"It works" is where the risk starts. Most automations don't fail loudly; they fail quietly, three weeks after handoff, on the client's busiest day. These are the 10 checks we run before any workflow touches a client's business. All of them, free, right here.
The failure it prevents: Two invoices, two welcome emails, two CRM records.
The same event will eventually arrive twice: webhooks retry, users double-click, syncs overlap. Build a dedupe key from the event's natural identity (order ID, email + date) and check it before doing anything with side effects.
The failure it prevents: The customer who never got a reply, and nobody knows.
Route failed runs to a visible place: a "needs attention" board, a sheet, a channel. The volume tells you the system's health; the contents tell you who to call back.
The failure it prevents: A breakage discovered by the client instead of by you.
Logging is not alerting. When something breaks, a specific person gets a message in a channel they already check. Reserve alerts for failures that need a decision, or everything alerts and nothing does.
The failure it prevents: The wrong message sent in the client's name.
Emails, quotes and replies stop in a review queue until a person approves. This is not a limitation; it's the feature that lets a cautious client say yes. Widen the gate later, once trust is earned in both directions.

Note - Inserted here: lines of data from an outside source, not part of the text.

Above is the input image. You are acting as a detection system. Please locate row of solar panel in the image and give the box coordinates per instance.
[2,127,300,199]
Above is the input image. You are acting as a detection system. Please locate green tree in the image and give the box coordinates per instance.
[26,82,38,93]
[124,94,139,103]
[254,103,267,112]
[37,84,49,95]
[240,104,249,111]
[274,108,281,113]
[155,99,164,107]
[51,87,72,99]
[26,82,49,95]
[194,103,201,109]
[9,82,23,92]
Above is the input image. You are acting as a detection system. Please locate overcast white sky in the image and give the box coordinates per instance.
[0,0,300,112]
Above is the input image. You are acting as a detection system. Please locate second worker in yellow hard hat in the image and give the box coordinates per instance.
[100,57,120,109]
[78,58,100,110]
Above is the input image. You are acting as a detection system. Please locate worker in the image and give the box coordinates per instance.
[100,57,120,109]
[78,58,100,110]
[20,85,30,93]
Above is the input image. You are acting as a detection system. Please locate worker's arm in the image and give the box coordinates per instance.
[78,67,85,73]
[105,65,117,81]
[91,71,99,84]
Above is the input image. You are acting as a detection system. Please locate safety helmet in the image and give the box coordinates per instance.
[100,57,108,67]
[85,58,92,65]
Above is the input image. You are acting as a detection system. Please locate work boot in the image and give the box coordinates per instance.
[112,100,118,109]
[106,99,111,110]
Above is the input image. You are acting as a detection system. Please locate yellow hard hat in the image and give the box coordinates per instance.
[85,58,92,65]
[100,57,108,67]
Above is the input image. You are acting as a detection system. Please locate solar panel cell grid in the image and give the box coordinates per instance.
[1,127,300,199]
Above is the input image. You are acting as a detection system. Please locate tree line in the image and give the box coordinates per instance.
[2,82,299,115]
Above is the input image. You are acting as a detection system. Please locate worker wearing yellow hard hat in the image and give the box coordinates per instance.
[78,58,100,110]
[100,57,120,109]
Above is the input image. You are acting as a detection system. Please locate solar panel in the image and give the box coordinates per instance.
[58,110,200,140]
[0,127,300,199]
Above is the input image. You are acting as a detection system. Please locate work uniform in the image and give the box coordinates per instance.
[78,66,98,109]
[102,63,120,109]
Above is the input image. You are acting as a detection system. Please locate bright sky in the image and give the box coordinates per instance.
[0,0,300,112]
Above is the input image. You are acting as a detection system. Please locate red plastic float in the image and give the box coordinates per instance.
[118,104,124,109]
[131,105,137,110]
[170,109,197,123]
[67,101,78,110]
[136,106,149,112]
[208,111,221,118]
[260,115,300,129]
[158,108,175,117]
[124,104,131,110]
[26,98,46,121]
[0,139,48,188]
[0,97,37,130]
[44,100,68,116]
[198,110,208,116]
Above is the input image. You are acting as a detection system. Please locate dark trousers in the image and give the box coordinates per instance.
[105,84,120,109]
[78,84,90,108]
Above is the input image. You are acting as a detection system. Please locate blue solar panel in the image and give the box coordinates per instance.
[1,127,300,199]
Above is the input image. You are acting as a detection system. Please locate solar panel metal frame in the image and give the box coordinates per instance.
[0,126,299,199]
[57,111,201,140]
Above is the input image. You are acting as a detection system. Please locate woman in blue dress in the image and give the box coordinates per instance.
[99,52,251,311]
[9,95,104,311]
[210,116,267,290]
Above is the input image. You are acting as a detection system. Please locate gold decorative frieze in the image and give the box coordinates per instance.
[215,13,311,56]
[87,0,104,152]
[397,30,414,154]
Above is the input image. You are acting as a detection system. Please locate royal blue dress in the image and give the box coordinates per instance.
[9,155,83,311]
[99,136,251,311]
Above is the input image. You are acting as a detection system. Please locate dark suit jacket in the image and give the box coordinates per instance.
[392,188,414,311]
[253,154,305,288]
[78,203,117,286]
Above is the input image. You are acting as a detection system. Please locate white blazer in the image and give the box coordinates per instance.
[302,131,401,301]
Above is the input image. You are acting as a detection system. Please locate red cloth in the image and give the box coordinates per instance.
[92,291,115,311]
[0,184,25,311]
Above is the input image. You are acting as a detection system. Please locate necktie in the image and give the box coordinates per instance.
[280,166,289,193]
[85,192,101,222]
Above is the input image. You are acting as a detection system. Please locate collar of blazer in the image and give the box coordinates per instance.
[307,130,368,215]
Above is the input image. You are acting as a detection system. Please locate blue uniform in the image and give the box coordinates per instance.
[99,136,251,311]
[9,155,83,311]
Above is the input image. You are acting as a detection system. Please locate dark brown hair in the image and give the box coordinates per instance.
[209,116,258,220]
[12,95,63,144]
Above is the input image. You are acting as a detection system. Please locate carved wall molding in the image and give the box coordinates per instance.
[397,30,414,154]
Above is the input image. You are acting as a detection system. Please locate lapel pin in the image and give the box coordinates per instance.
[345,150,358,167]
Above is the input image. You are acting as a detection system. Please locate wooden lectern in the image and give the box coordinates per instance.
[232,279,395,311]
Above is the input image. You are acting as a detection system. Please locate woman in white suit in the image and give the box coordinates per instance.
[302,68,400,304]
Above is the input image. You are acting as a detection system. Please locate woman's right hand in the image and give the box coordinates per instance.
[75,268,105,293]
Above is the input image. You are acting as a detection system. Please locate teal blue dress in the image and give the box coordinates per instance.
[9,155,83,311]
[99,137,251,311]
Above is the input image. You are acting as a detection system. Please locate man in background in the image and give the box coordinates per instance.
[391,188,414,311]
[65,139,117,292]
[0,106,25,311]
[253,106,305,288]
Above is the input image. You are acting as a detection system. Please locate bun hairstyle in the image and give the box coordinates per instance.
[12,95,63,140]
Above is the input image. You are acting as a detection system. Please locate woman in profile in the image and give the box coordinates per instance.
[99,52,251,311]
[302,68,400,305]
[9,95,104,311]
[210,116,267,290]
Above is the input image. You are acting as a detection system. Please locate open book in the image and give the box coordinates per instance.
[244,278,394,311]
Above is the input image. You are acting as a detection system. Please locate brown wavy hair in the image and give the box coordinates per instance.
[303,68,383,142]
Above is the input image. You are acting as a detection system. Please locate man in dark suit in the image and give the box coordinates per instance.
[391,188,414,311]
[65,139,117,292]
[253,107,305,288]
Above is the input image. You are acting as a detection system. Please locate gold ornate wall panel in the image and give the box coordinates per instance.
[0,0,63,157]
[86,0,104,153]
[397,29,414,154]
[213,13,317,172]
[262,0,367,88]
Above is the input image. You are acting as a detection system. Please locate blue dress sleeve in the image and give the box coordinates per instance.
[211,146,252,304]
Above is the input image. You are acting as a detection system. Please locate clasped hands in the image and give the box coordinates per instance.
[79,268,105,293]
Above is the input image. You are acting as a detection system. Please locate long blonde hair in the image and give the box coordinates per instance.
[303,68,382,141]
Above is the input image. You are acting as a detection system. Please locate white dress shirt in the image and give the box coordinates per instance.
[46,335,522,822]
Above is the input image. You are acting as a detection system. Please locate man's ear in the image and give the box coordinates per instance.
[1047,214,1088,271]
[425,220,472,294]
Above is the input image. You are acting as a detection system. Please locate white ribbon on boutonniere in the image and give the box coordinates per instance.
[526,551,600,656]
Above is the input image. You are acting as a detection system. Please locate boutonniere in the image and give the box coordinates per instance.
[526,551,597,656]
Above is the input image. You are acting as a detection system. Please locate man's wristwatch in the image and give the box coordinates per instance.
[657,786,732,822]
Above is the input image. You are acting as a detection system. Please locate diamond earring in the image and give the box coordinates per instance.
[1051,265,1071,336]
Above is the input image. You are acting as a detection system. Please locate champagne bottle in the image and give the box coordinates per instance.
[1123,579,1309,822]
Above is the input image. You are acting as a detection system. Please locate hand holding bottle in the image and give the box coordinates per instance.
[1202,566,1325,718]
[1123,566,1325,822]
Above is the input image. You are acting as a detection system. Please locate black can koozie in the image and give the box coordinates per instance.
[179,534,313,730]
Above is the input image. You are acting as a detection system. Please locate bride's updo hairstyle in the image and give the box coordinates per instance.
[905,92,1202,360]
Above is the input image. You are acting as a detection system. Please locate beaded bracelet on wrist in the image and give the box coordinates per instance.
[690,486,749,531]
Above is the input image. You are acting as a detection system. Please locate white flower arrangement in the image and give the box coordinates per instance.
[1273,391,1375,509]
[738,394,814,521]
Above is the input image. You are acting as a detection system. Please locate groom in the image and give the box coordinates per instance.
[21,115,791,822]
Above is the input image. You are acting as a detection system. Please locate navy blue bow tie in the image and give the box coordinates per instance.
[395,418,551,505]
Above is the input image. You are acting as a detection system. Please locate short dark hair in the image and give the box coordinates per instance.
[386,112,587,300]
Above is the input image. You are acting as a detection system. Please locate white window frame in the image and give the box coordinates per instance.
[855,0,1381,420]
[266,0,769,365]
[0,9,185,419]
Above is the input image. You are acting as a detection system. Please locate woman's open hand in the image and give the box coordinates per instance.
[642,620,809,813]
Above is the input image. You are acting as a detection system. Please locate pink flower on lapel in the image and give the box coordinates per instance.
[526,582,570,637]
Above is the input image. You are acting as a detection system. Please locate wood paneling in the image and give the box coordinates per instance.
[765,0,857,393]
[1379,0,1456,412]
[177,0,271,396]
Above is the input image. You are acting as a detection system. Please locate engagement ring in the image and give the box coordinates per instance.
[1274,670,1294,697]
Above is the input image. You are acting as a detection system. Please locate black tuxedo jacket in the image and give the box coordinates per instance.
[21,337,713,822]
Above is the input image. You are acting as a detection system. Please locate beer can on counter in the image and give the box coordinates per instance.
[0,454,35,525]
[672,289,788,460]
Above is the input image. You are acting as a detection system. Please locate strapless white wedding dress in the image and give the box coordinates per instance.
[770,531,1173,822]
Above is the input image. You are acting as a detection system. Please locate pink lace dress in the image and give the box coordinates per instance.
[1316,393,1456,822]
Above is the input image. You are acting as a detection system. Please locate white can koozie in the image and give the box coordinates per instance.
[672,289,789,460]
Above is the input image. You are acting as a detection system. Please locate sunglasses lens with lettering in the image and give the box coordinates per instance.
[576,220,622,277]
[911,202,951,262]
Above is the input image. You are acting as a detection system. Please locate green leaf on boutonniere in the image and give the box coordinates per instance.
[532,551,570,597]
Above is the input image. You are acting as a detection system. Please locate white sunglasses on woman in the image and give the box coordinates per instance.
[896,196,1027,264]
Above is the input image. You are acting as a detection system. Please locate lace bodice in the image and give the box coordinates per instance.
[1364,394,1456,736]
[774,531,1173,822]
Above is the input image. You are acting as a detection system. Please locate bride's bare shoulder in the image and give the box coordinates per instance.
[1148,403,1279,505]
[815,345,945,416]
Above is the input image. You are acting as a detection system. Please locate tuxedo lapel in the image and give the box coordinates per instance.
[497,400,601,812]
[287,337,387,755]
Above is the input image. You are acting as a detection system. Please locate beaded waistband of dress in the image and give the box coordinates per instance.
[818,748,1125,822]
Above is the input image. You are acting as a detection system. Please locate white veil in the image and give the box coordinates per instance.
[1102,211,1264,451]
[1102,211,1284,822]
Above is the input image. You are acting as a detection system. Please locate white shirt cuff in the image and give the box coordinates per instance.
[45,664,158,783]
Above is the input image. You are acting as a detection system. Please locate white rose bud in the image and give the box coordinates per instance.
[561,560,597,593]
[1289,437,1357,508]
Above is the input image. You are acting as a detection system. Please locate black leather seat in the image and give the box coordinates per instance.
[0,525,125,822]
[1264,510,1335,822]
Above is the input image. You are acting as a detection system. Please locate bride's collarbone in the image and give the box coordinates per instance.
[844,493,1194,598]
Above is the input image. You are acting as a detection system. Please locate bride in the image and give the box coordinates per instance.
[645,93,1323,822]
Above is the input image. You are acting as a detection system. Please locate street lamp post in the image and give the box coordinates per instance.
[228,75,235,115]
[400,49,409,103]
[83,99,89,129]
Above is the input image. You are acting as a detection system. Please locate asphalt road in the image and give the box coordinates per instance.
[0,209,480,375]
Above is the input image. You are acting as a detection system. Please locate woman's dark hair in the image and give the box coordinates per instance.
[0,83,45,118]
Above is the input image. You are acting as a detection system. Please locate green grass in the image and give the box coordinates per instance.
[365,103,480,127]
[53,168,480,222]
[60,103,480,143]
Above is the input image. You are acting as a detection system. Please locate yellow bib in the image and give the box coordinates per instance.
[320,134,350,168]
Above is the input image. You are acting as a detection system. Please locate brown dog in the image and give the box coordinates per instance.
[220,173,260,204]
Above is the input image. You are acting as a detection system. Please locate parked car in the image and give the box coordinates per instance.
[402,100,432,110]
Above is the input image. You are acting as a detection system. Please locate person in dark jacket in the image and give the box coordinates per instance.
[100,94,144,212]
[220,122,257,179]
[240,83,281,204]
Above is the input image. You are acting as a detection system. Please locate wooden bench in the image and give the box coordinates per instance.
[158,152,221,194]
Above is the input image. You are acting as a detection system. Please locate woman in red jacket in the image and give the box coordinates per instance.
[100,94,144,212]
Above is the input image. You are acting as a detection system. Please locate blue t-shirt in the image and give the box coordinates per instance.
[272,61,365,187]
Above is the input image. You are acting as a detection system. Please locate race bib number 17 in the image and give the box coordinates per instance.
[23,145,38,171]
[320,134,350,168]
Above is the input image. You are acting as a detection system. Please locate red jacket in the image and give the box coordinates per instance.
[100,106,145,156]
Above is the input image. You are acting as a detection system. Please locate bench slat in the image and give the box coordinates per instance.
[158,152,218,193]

The failure it prevents: One flaky API call killing an entire run.
Every external call fails sometimes: rate limits, timeouts, deploys. Retry with increasing delays, respect rate limits, and only after real persistence route to the dead-letter path.
The failure it prevents: Shipping the sad path untested.
Test with the data you'll actually receive: empty fields, names with emoji, phone numbers with spaces, dates in the wrong format, a postcode where the city should be. Real-world forms produce all of it in week one.
The failure it prevents: A client who feels they don't control their own system.
One switch, clearly labelled, that pauses everything safely without calling you. It almost never gets pressed. Its existence is the point.
The failure it prevents: Reminders at 3am and follow-ups on the client's Sunday.
"Send at 9am" means nothing until you say whose 9am. Schedules run on the client's business day, not your server's UTC. Invisible in testing, permanent in production.
The failure it prevents: An afternoon of archaeology when a lead slips through.
Every run should answer: what ran, on what input, what changed. If your logs can't answer those in two minutes, they're decoration.
The failure it prevents: The automation nobody remembers how it works.
Every workflow needs a person who owns it: who gets the weekly health summary, who knows what it does, who decides when it changes. An automation without an owner is technical debt with a delay on it. This is the check everyone skips.